I am not ashamed of Christ. While I may have doubts and questions about how or why, my belief in who is firm. It's the example set by people that call themselves Christians today that gives me this feeling of repulsion. To figure out why this was making me feel this way, I had to think awhile, and this is what I came up with.

I have been to many churches in Lincoln, and never have I felt welcomed by any of the regulars. No one has ever come up to me and shaken my hand or even offered me a smile. Inside the church there is this bubble and anyone new is a threat to disturb the fragile edges that define the boundaries. Anything new or any change is scary, and people don't like to deal with fear.

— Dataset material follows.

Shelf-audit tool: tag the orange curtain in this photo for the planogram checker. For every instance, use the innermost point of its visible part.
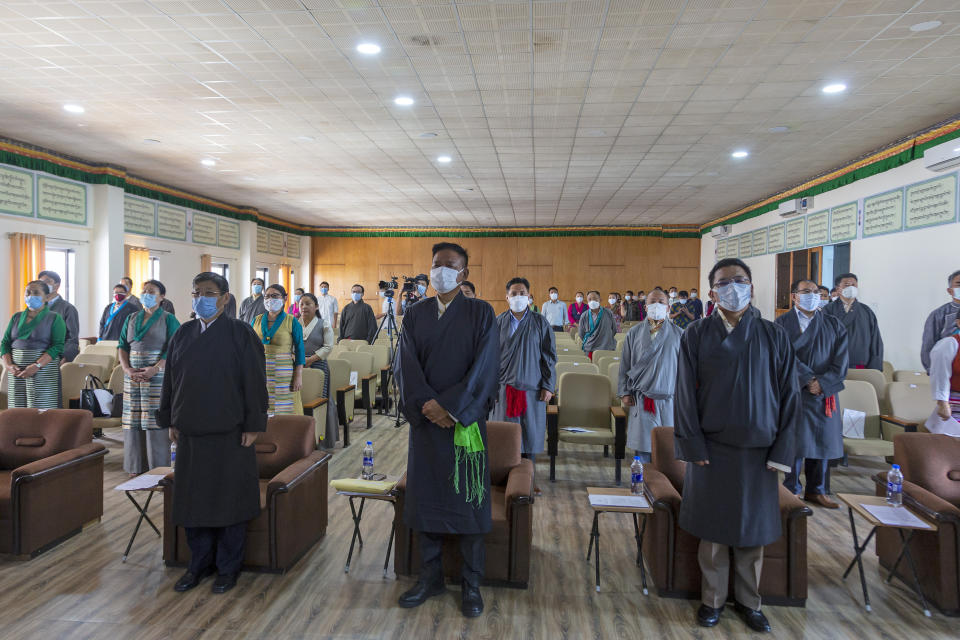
(138, 267)
(26, 261)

Maybe this fear of things changing is where judgment comes in. I want to love others. Matthew 22:37-39 (NIV) says .."Love the Lord your God with all your heart and with all your soul and with all your mind. This is the first and greatest commandment. And the second is like it: Love your neighbor as yourself." People definitely love themselves. I am not exempt by far, but this is something that I've noticed. We are supposed to deny our selves in our service of God so that He can do impossible and amazing things through us. But instead, we crave security and pleasure. We want what we want, and if we want God in this way, then we are trying to make Him work for us.

If we made love the cornerstone of Christianity, then acceptance would be mandatory. I'm not saying that we should say "anything goes" and that sin doesn't matter. It does, but I think that by living our lives boldly in the example of Christ is how we show others what is right or wrong. If we show people the love of Christ...that is what will draw them in. Having strong stigmas and telling someone outright that their lifestyle is wrong will only push them away. But in doing this, we are reinforcing the edges of the bubble, making it stronger. Making it safer inside and more comfortable, and making it impossible for those who are searching to get in.

I am ashamed to be called a Christian, and I've heard that some are calling themselves Christ followers now. I am sick of titles. I love Christ, and I am searching for him. I make mistakes and there is a lot I don't know, but I am honest in my attempt. And I can't deny that God is active in my life. But as far as being a Christian, count me out.